Hmm. Well, I have an idea, but I'm not sure if it's what you're asking for - it basically seems too easy. I may be grossly misunderstanding your problem. However, it seem to me that if you want to rotate your space around the primary axis (I'll assume the first coordinate is the primary axis), you could change that first block of code from:

xi = (int) (EPSILONSHIFT * photonsBH[i].pos[0]) + XYZ_shift[0];
yi = (int) (EPSILONSHIFT * photonsBH[i].pos[1]) + XYZ_shift[1];
zi = (int) (EPSILONSHIFT * photonsBH[i].pos[2]) + XYZ_shift[2];
coord[0] = new BigInteger("" + xi);
coord[1] = new BigInteger("" + yi);
coord[2] = new BigInteger("" + zi);

into one of the following.

I'm not sure whether you want it rotated before you shift it, or what, or around which point you want it shifted, but if you rotate it around the origin before you shift it, you could use

double theta = 0.1; // in radians
xi = (int) (EPSILONSHIFT * photonsBH[i].pos[0]) + XYZ_shift[0];
yi = (int) (EPSILONSHIFT * ((Math.cos(theta) * photonsBH[i].pos[1])-(Math.sin(theta) * photonsBH[i].pos[2]))) + XYZ_shift[1];
zi = (int) (EPSILONSHIFT * ((Math.sin(theta) * photonsBH[i].pos[1])+(Math.cos(theta) * photonsBH[i].pos[2]))) + XYZ_shift[2];
coord[0] = new BigInteger("" + xi);
coord[1] = new BigInteger("" + yi);
coord[2] = new BigInteger("" + zi);

I'm basically just applying the matrix (or equations) from https://en.wikipedia.org/wiki/Rotation_%28mathematics%29. theta is however much you want the rotation to be (in radians).

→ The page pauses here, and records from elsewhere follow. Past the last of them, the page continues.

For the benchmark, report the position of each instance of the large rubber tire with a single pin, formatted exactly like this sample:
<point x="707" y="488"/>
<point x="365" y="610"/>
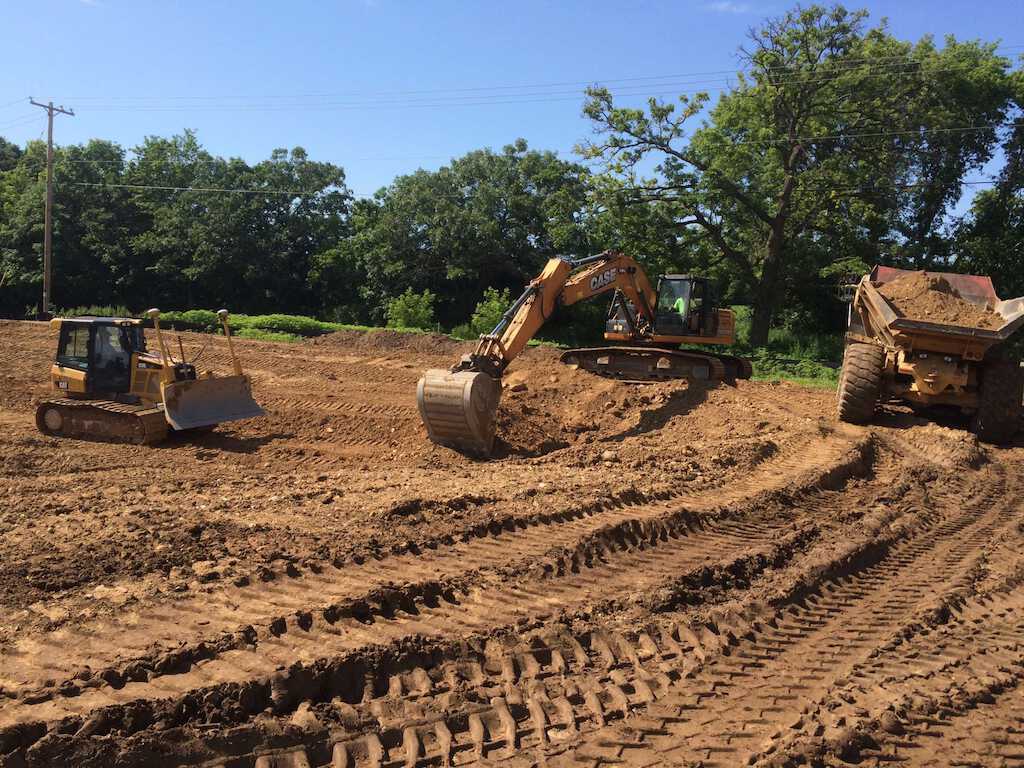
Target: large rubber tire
<point x="860" y="382"/>
<point x="999" y="394"/>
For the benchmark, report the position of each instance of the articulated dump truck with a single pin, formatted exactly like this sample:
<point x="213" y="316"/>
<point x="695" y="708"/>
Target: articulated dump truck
<point x="933" y="339"/>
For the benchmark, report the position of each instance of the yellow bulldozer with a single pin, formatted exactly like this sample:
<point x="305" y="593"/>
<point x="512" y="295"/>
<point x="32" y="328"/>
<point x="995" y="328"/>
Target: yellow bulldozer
<point x="112" y="388"/>
<point x="459" y="406"/>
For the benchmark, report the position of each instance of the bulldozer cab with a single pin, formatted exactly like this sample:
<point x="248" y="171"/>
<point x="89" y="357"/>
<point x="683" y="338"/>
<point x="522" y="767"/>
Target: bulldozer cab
<point x="685" y="306"/>
<point x="101" y="348"/>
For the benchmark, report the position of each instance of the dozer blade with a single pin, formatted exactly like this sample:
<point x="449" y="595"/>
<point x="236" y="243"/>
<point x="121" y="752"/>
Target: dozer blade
<point x="459" y="410"/>
<point x="204" y="402"/>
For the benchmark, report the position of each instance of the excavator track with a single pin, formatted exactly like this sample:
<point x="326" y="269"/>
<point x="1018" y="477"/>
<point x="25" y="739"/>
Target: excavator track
<point x="107" y="421"/>
<point x="654" y="364"/>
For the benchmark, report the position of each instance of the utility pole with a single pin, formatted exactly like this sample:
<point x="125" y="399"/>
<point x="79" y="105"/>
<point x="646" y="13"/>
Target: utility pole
<point x="48" y="221"/>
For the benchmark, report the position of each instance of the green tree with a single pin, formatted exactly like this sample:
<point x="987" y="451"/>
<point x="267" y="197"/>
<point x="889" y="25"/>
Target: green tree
<point x="488" y="219"/>
<point x="412" y="310"/>
<point x="488" y="310"/>
<point x="814" y="143"/>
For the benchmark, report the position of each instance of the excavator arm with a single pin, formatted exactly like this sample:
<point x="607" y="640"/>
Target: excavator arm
<point x="459" y="406"/>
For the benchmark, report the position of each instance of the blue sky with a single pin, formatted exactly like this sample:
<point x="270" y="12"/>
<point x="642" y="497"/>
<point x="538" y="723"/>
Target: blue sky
<point x="383" y="87"/>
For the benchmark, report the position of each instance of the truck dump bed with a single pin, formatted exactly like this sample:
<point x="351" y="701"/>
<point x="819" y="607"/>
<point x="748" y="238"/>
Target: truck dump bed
<point x="970" y="342"/>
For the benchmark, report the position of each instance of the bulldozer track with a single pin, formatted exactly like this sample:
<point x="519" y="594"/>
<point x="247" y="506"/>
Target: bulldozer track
<point x="578" y="554"/>
<point x="665" y="695"/>
<point x="647" y="576"/>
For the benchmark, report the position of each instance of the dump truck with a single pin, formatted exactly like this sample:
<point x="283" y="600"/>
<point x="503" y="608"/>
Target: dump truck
<point x="110" y="387"/>
<point x="933" y="360"/>
<point x="459" y="406"/>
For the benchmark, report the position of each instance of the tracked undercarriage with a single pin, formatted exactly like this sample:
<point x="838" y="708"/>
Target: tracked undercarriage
<point x="108" y="421"/>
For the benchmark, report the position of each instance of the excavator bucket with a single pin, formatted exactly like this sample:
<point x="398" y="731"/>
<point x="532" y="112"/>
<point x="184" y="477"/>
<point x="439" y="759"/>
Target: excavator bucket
<point x="204" y="402"/>
<point x="459" y="409"/>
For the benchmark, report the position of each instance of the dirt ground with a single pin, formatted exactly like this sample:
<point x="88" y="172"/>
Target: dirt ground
<point x="645" y="576"/>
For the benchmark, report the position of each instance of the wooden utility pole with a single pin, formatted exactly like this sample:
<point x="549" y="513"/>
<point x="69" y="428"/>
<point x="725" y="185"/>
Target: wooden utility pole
<point x="48" y="220"/>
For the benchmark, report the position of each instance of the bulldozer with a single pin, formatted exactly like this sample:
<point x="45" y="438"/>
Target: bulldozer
<point x="459" y="406"/>
<point x="112" y="388"/>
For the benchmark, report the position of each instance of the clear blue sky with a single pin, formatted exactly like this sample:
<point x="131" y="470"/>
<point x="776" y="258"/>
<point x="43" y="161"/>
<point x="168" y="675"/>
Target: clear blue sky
<point x="380" y="86"/>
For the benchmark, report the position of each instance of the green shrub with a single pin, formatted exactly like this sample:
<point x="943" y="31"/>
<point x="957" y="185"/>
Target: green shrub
<point x="489" y="310"/>
<point x="261" y="335"/>
<point x="98" y="311"/>
<point x="289" y="324"/>
<point x="770" y="368"/>
<point x="412" y="310"/>
<point x="203" y="320"/>
<point x="463" y="332"/>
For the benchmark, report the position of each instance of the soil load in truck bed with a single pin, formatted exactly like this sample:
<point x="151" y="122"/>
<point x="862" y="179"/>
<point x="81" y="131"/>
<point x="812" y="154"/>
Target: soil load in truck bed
<point x="927" y="297"/>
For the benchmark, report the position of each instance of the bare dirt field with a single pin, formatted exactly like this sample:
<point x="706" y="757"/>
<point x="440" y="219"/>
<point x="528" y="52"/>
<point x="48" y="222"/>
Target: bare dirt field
<point x="646" y="576"/>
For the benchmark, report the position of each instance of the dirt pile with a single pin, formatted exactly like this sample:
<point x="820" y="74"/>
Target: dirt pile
<point x="927" y="297"/>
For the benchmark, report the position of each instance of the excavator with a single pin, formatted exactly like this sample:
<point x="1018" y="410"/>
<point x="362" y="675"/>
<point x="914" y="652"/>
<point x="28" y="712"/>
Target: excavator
<point x="459" y="406"/>
<point x="112" y="388"/>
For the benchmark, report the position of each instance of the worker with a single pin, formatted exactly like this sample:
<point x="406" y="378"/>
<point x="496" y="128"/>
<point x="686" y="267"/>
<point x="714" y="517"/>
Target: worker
<point x="680" y="306"/>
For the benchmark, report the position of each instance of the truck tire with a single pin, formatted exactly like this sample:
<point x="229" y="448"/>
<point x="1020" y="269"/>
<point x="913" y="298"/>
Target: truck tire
<point x="999" y="393"/>
<point x="860" y="382"/>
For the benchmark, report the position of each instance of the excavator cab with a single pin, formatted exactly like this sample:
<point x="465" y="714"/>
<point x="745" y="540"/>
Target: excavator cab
<point x="685" y="306"/>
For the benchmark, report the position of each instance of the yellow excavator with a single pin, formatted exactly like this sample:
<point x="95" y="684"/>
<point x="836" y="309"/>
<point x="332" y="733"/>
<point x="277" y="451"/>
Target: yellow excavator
<point x="113" y="388"/>
<point x="459" y="406"/>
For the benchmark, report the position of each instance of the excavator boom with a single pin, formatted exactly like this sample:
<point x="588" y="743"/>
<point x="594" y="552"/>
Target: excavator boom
<point x="459" y="406"/>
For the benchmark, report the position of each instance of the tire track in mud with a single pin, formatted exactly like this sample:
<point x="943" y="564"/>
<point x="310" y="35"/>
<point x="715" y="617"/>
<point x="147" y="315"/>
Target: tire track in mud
<point x="528" y="699"/>
<point x="615" y="551"/>
<point x="486" y="545"/>
<point x="732" y="712"/>
<point x="948" y="694"/>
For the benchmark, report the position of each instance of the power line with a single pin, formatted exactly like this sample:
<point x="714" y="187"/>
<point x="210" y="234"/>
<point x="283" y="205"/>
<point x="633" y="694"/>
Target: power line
<point x="198" y="103"/>
<point x="17" y="122"/>
<point x="899" y="60"/>
<point x="291" y="193"/>
<point x="51" y="112"/>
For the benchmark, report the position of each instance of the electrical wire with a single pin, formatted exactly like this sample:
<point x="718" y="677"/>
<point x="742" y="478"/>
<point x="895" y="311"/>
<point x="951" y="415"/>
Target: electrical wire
<point x="290" y="193"/>
<point x="877" y="62"/>
<point x="24" y="120"/>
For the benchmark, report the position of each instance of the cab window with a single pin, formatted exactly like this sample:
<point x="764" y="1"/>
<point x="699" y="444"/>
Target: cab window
<point x="74" y="347"/>
<point x="696" y="301"/>
<point x="673" y="296"/>
<point x="111" y="354"/>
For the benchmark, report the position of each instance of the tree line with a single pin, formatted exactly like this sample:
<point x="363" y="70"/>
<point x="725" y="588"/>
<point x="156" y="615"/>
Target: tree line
<point x="839" y="146"/>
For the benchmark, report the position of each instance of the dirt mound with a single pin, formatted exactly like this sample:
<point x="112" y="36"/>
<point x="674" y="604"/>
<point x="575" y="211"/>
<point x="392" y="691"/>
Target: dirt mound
<point x="420" y="343"/>
<point x="928" y="297"/>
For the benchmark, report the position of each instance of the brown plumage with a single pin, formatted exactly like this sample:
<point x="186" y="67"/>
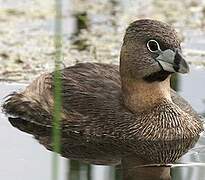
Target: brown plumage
<point x="109" y="117"/>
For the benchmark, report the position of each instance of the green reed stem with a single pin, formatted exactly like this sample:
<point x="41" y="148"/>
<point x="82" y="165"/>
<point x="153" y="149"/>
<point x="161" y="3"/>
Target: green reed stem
<point x="56" y="133"/>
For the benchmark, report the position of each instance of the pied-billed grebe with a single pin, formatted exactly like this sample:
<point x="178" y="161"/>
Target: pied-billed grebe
<point x="109" y="116"/>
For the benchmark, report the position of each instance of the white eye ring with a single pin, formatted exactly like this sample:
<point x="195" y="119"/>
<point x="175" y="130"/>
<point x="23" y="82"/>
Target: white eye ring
<point x="153" y="46"/>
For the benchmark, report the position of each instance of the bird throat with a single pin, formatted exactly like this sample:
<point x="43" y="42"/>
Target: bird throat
<point x="140" y="95"/>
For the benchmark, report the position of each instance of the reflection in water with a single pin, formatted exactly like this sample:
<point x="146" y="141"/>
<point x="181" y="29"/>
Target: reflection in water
<point x="78" y="170"/>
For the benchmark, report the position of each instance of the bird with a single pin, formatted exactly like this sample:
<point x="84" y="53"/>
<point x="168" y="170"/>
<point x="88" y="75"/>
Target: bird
<point x="126" y="114"/>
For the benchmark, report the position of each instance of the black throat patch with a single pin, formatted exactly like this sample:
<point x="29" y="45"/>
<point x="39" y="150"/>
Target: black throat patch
<point x="157" y="76"/>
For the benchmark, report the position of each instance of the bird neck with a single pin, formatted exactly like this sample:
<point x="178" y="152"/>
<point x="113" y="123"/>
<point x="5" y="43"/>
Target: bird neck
<point x="139" y="95"/>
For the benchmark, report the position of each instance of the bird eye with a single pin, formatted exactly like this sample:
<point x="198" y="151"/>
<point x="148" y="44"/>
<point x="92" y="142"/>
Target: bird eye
<point x="153" y="46"/>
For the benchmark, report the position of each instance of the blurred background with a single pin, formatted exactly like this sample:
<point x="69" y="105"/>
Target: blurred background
<point x="92" y="32"/>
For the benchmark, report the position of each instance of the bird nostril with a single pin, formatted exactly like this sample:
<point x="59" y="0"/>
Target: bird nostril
<point x="177" y="60"/>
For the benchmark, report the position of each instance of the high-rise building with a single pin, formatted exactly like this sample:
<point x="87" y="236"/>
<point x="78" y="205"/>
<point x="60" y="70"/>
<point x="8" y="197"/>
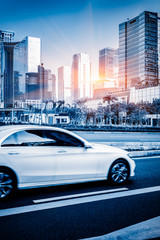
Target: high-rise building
<point x="81" y="76"/>
<point x="27" y="55"/>
<point x="108" y="63"/>
<point x="6" y="68"/>
<point x="64" y="83"/>
<point x="139" y="49"/>
<point x="46" y="84"/>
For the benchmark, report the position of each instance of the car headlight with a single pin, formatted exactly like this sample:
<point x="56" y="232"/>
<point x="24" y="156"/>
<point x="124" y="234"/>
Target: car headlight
<point x="130" y="155"/>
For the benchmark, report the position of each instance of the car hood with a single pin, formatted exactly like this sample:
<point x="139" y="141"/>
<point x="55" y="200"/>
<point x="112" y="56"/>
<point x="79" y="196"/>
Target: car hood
<point x="106" y="148"/>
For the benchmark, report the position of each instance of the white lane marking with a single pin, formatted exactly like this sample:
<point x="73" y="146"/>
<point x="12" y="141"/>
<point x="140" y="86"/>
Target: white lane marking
<point x="147" y="157"/>
<point x="75" y="201"/>
<point x="78" y="195"/>
<point x="148" y="229"/>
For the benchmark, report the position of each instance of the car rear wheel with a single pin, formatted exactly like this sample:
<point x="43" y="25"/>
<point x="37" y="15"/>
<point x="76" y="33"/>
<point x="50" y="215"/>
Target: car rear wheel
<point x="119" y="172"/>
<point x="7" y="183"/>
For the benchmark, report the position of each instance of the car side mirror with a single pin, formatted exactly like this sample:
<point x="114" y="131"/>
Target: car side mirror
<point x="87" y="146"/>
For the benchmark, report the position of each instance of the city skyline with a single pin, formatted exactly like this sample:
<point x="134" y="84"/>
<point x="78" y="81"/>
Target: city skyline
<point x="86" y="26"/>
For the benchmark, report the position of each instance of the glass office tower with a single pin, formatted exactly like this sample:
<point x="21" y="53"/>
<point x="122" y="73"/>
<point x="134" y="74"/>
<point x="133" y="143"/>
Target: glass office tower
<point x="81" y="76"/>
<point x="108" y="58"/>
<point x="6" y="68"/>
<point x="139" y="51"/>
<point x="26" y="59"/>
<point x="64" y="83"/>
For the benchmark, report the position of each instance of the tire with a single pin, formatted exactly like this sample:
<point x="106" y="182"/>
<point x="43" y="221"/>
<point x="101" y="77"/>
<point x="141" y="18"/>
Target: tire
<point x="119" y="172"/>
<point x="7" y="183"/>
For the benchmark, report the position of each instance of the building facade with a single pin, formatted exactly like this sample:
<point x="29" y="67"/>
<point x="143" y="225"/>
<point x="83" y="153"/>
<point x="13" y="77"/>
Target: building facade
<point x="108" y="63"/>
<point x="64" y="83"/>
<point x="139" y="47"/>
<point x="27" y="56"/>
<point x="6" y="68"/>
<point x="81" y="76"/>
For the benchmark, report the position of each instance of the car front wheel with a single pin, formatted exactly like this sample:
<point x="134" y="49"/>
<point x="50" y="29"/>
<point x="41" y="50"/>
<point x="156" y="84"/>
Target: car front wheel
<point x="7" y="183"/>
<point x="119" y="172"/>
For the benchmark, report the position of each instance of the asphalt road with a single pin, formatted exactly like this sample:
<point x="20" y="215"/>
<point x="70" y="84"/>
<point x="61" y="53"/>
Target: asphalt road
<point x="81" y="217"/>
<point x="120" y="136"/>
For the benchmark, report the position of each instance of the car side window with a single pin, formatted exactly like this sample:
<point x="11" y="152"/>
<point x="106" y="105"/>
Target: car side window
<point x="41" y="138"/>
<point x="28" y="138"/>
<point x="64" y="139"/>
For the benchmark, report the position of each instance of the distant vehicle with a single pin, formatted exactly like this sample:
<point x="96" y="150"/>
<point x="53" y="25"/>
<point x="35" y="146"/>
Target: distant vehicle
<point x="37" y="156"/>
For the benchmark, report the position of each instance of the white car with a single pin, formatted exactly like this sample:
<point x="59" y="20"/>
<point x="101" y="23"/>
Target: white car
<point x="36" y="156"/>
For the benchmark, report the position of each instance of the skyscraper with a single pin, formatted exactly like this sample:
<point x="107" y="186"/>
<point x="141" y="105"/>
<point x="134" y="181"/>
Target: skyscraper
<point x="108" y="61"/>
<point x="27" y="55"/>
<point x="81" y="76"/>
<point x="64" y="83"/>
<point x="139" y="46"/>
<point x="6" y="68"/>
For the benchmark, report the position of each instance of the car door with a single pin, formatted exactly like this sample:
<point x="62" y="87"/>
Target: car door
<point x="30" y="155"/>
<point x="74" y="162"/>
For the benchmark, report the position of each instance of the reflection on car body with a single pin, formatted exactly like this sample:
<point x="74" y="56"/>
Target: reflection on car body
<point x="36" y="156"/>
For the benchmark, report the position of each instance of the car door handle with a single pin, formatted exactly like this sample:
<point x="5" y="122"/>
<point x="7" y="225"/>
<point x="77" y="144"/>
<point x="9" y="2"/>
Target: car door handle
<point x="61" y="151"/>
<point x="13" y="153"/>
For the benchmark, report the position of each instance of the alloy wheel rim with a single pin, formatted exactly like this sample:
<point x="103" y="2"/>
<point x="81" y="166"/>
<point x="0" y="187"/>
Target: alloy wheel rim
<point x="119" y="172"/>
<point x="6" y="184"/>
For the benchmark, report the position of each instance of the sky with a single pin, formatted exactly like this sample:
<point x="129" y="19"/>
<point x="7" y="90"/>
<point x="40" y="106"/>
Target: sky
<point x="70" y="27"/>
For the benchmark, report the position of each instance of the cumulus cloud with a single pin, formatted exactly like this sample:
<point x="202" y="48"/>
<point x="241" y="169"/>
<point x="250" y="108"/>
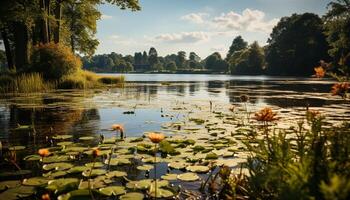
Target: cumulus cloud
<point x="183" y="37"/>
<point x="197" y="18"/>
<point x="103" y="16"/>
<point x="249" y="20"/>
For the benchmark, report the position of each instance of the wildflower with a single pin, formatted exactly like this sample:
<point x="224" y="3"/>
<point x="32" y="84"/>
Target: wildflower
<point x="265" y="115"/>
<point x="244" y="98"/>
<point x="319" y="72"/>
<point x="44" y="152"/>
<point x="45" y="197"/>
<point x="156" y="137"/>
<point x="232" y="108"/>
<point x="95" y="153"/>
<point x="117" y="127"/>
<point x="340" y="89"/>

Remember that you'd need to rotate back when you're converting back. Like, here's how I'd undo the above function:

xi = coord[0].intValue();
yi = coord[1].intValue();
zi = coord[2].intValue();
photonsBH[i].pos[0] = (int)((xi - XYZ_shift[0]) / EPSILONSHIFT);
double yt = (yi - XYZ_shift[1]) / EPSILONSHIFT;
double zt = (zi - XYZ_shift[2]) / EPSILONSHIFT;
photonsBH[i].pos[1] = (int)((Math.cos(theta) * yt)+(Math.sin(theta) * zt));
photonsBH[i].pos[2] = (int)((-Math.sin(theta) * yt)+(Math.cos(theta) * zt));

I don't know precisely how rounding will affect your results. Nor do I know if you want it rotated before shifting, or what. In fact, I don't even know if this is actually what you're looking for. Maybe it'll just crash your code. Let me know if you want a version that rotates after the shift, or rotates around a certain point or something.